There was also a display featuring the hand prints of the series’s three main stars. Rupert Grint has surprisingly tiny fingers for a fully grown human.

The first stop on the tour was the Great Hall, which was apparently moved piece by piece from a sound stage nearby to serve as the centrepiece of the attraction. I know this fact because I was told it by our insanely chirpy tour guide, who was either incredibly passionate about Harry Potter, or else up to her eyes on the cocaines. We soon discovered that the entire place is peppered with these people, all incredibly friendly and helpful, but filled with a level of enthusiasm that’s quite exhausting. Such an extreme level of energy might have made sense if we were in a group of 100 or so people. But ours had seven.

The next section of the tour introduced us to the various directors who left their mark on the franchise. A cruel twist of fate (or just reverse-chronologisation) had conspired to put the man who did the most damage to the franchise and the man who did the most good right next to one another. If you need clarification as to which is which, you are dead to me.

This is either the ice sculpture from the Yule Ball in Goblet of Fire, or a promotional display for WKD.

Thoroughout the next few rooms, we were allowed to partake in various ‘interactive’ activities. Brooms and other methods of magical transport had been set up in front of green screens, and one by one we hoisted ourselves onto them and were coached (read: screamed at) by a member of staff on how to best recreate the experience of flying in front of aerial footage of the River Thames.

Photographs were not allowed in this section — they’d rather you pay £12, YES TWELVE POUNDS, for a print-out of yourself looking stupid on a broom — but I did manage to grab a short video of Hagrid’s motorbike, which was on a rotating display in front of yet another green screen. Ten minutes in Final Cut later yielded this:

Time well spent.

Next up was the Gryffindor common room, scene of many a night of magical onanism. Stop to think about the possibilities of wizarding sexuality and you’ll never look at the Harry Potter universe the same way again. Polyjuice Potion alone has the potential to revolutionise the sex industry.

This photo was taken shortly after I simultaneously threw up and urinated into a plastic cup. ONLY JOKING. It’s actually £2.95 worth of Butterbeer, a substance that I personally would’ve preferred remain fictional.

The next few rooms were comprised mostly of effects models, like these eminently creepy sculptures of Harry’s face recovering from the effects of a Stinging Hex in the final film.
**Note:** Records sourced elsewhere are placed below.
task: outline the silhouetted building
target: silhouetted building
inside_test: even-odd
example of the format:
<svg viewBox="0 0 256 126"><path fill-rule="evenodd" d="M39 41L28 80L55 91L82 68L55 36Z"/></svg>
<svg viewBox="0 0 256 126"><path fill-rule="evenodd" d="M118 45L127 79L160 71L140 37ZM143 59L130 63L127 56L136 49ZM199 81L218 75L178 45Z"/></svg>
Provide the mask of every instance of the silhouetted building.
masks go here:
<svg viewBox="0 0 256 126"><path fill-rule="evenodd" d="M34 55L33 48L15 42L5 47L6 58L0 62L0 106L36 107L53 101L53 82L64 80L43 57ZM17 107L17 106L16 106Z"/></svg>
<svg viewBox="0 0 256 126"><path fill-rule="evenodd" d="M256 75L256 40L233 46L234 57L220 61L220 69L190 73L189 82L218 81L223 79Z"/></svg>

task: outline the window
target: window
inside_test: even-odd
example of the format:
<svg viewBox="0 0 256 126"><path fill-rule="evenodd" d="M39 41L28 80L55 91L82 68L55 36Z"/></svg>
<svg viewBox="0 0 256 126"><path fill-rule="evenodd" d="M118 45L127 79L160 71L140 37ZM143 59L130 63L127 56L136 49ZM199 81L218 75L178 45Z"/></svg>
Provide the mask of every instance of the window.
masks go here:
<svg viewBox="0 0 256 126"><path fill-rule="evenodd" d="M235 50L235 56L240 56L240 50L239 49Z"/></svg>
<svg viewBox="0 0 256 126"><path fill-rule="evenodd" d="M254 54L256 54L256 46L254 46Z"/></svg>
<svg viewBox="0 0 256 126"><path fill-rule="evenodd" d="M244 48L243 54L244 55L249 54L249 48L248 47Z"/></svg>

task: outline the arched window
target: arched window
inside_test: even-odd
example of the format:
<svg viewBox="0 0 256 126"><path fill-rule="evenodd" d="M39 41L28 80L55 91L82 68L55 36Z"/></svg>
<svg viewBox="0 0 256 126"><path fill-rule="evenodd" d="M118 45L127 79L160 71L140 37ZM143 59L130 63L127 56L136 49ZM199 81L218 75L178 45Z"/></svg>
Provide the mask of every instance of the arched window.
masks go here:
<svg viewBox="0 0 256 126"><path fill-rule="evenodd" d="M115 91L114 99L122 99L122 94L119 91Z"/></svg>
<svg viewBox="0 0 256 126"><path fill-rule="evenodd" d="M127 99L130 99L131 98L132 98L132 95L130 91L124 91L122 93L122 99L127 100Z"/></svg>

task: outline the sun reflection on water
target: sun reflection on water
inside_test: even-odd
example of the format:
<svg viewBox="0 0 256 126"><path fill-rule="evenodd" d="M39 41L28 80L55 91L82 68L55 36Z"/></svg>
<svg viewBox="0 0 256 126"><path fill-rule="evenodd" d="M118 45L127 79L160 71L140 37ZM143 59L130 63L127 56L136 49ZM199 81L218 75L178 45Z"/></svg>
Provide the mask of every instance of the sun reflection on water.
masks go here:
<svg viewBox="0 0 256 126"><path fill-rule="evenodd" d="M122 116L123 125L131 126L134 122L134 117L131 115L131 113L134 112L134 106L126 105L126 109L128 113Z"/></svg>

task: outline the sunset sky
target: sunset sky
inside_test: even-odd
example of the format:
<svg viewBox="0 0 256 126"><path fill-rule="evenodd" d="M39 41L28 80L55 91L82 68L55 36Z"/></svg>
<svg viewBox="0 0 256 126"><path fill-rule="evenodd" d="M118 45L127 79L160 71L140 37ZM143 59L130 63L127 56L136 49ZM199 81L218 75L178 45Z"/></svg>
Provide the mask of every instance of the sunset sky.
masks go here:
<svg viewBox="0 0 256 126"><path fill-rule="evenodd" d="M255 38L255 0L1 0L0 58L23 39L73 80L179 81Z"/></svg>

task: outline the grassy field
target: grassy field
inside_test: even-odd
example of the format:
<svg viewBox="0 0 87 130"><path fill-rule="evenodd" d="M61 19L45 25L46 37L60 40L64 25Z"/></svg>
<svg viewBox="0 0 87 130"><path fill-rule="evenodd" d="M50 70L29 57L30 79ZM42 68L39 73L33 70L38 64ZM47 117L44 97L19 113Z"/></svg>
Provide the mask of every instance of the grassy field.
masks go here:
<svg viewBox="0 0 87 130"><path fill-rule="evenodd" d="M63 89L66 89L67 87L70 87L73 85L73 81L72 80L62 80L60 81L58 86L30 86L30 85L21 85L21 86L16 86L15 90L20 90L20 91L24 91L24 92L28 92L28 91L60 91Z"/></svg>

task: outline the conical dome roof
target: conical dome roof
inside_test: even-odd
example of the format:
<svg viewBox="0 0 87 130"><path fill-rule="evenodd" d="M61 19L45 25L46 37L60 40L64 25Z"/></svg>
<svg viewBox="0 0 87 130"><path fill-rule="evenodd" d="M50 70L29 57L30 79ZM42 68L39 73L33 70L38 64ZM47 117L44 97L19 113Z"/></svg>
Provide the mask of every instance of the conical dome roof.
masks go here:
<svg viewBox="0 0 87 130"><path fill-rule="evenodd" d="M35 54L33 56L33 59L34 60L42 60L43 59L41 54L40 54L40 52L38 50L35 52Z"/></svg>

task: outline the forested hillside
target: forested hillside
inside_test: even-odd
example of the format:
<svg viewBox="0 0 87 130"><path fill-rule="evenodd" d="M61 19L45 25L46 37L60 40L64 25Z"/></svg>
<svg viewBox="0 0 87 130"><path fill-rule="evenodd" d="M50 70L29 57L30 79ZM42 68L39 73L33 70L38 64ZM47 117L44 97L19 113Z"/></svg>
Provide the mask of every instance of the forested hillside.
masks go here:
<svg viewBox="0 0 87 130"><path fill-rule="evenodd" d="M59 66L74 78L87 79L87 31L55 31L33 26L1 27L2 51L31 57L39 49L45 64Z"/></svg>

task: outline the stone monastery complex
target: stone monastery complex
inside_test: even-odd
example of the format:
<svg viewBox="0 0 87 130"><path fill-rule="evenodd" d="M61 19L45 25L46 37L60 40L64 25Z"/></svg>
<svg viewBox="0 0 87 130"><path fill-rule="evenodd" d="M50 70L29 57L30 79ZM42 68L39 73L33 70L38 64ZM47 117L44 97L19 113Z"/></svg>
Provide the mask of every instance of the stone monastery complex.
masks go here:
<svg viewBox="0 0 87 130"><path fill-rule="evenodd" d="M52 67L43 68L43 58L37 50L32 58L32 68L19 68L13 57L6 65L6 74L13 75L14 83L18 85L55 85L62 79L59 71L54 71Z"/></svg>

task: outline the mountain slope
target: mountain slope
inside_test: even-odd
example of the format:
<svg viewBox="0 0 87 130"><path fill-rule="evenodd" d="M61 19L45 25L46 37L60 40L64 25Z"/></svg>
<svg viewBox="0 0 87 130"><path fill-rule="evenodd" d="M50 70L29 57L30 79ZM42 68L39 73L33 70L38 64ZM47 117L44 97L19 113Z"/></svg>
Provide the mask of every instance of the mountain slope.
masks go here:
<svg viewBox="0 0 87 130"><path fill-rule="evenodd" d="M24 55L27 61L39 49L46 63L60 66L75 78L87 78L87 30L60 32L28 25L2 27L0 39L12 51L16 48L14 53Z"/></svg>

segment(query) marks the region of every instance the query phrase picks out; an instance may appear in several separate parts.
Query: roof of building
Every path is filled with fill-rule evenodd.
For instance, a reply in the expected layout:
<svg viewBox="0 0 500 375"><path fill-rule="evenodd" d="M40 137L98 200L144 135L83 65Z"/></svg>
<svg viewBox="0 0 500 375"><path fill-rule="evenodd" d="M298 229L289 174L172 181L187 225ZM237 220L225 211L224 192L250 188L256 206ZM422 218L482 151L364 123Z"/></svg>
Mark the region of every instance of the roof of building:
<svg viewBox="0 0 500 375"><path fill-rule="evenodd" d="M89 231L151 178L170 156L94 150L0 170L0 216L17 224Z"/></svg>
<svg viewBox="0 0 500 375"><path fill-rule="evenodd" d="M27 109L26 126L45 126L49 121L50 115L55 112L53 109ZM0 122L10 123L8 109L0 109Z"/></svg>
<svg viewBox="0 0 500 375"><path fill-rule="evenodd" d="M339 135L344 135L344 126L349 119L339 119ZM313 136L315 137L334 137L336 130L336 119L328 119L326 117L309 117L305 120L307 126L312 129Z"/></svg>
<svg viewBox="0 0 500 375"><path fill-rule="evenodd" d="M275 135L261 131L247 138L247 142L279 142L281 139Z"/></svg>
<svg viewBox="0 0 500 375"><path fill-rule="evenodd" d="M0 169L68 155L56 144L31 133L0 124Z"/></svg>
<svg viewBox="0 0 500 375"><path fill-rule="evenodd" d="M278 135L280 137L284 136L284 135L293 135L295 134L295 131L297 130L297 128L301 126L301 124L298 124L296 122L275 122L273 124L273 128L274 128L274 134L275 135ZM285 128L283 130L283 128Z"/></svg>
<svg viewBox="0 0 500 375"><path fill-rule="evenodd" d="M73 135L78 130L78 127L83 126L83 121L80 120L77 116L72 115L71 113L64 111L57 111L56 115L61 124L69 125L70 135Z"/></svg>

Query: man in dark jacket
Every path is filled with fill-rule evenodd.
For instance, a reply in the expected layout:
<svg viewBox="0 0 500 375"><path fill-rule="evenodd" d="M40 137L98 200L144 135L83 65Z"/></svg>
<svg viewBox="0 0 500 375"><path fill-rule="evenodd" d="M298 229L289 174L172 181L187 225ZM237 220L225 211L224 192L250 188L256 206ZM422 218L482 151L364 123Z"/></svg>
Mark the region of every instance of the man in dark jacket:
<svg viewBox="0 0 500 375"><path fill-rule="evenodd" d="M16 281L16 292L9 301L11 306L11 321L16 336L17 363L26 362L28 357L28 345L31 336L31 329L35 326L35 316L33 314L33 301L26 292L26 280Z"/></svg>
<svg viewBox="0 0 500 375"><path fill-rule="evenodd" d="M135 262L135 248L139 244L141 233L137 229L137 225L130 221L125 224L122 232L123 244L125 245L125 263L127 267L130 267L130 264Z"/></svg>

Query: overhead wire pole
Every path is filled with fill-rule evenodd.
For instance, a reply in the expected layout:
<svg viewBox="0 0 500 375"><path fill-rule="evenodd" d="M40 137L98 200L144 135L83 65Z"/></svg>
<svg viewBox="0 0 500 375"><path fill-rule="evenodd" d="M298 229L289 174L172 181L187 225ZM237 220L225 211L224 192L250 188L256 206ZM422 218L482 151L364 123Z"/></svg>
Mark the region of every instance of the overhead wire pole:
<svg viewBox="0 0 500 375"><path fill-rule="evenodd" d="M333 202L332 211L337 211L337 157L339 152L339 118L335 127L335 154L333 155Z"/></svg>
I can scarcely imagine anything more unsettling …


The big denouement of the tour was a gargantuan model of Hogwarts that was used throughout the series for aerial shots. I won’t post photos of the whole thing lest the fury of a thousand Potter fans rain down on me for ruining the surprise, but here’s a close up of that weird rock area where Hermione punched Malfoy quite pathetically in the third film.

Unsurprisingly, the whole thing ended in a shop. But not just any old shop mind you — a shop that sells replicas of Dumbledore’s robes for just shy of £500. That might seem steep but bear in mind that it does come with ‘two hidden wand pockets’ and ‘the familiar Dumbledore cap’. So really it’s a total bargain.

While impressively comprehensive, the shop gives new meaning to the word ‘extortionate’. Think of almost any product you’d expect to be available in a Harry Potter merchandise shop, imagine what you’d expect to pay for it, times that number by three and you’re somewhere close. And that’s just the stuff you’d actually consider buying — which fucking loser kids are lining up to buy all this Ravenclaw shit?

I mean, I know my son is also named Bort, but £8.95 for a Hufflepuff flag? Y’all serious?

With all this rampant consumerism it’s easy to lose sight of what the experience is supposed to be about: making Warner Brothers gigantic sums of cash the sheer magic of the Harry Potter story, as told across eight remarkable films ranging from the sublime (Half-Blood Prince) to the unspeakably awful (Goblet of Fire). And if nothing else, The Making of Harry Potter Warner Brothers Studio Tour does make you want to discover them all over again.

Out now, on magnificent ‘Blue Ray Disc’.